Background and significance
This section reviews the background to the proposal,
critically evaluating existing knowledge, and
specifically identifying the gaps that the project is
intended to fill. A concise statement of the importance
of the research should identify how the specific aims
relate to the improvement of medical knowledge and health
care delivery. This section is usually about one to three
pages in length.
Preliminary studies
This section summarizes the results from preliminary
studies that are pertinent to the project. It is
important here to demonstrate that the investigator has
the necessary experience and competence to pursue the
project. Usually, copies of papers and abstracts
published by the applicant that are related to the
project are included in an appendix. If there is no
publication record in the field, a good case must be
constructed by the applicant to convince the reviewers
that the project is feasible. Often, this can be
accomplished through collaborations with experienced
investigators. AOA grants limit this section to one page,
while NIH grants recommend a limit of six to eight pages.
Research
design and methods
This section outlines the experimental design and the
procedures to be used for testing the hypotheses of the
project, including the means by which data will be
collected, analyzed, and interpreted. Describe the
advantages of any proposed new methodologies. Discuss any
potential difficulties or limitations of the proposed
procedures, along with alternative approaches that might
be necessary to achieve the desired goals. A tentative
sequence or timetable for the project should be included.
Finally, identify any procedures, situations, or
materials that might be hazardous to subjects or
personnel and explain appropriate precautions that will
be exercised in the conduct of the project. The length of
this section usually varies from five to fifteen pages.

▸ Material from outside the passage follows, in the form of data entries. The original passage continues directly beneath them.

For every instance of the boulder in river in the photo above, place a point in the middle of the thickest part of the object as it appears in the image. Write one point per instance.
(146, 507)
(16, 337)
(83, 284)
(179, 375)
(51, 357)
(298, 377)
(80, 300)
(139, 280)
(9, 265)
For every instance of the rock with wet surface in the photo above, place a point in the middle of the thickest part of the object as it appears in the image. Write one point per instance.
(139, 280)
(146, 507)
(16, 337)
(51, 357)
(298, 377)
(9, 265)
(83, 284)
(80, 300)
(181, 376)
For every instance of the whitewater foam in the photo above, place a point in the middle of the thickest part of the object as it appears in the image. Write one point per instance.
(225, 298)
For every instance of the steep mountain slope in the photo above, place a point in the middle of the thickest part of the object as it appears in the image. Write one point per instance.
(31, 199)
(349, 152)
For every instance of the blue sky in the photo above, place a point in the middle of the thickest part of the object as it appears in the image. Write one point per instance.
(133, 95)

Human subjects and vertebrate animals
Projects involving humans and/or animals usually require
specific data and justification regarding protocols and
risk factors. Ohio Universitys Institutional
Review Board (IRB) must approve all projects
involving human subjects (see section 5.6). In addition,
protocols in projects involving the use of vertebrate
animals (refer to OU policy #19.049) must be approved by
the Institutional Animal Care and Use Committee (593-0372
or 593-2857).
Hazardous materials
The use of hazardous materials in a research project must
be identified when the proposal is submitted. Hazardous
materials are regulated by the Department of
Environmental and Health Safety (EHS)at Ohio University
(593-1663). The use of radioactive materials requires the
approval of the Radiation Safety Committee at EHS
(593-1667). The use of biohazardous materials requires
the approval of the Institutional Biosafety Committee at
EHS (593-1662).
Literature cited (bibliography)
Finally, a list of relevant and current (not necessarily
exhaustive) literature citations must be included. Each
citation usually includes the title, names of all
authors, book or journal, volume number, page numbers,
and year of publication. It is important to follow the
instructions regarding citations to the letter!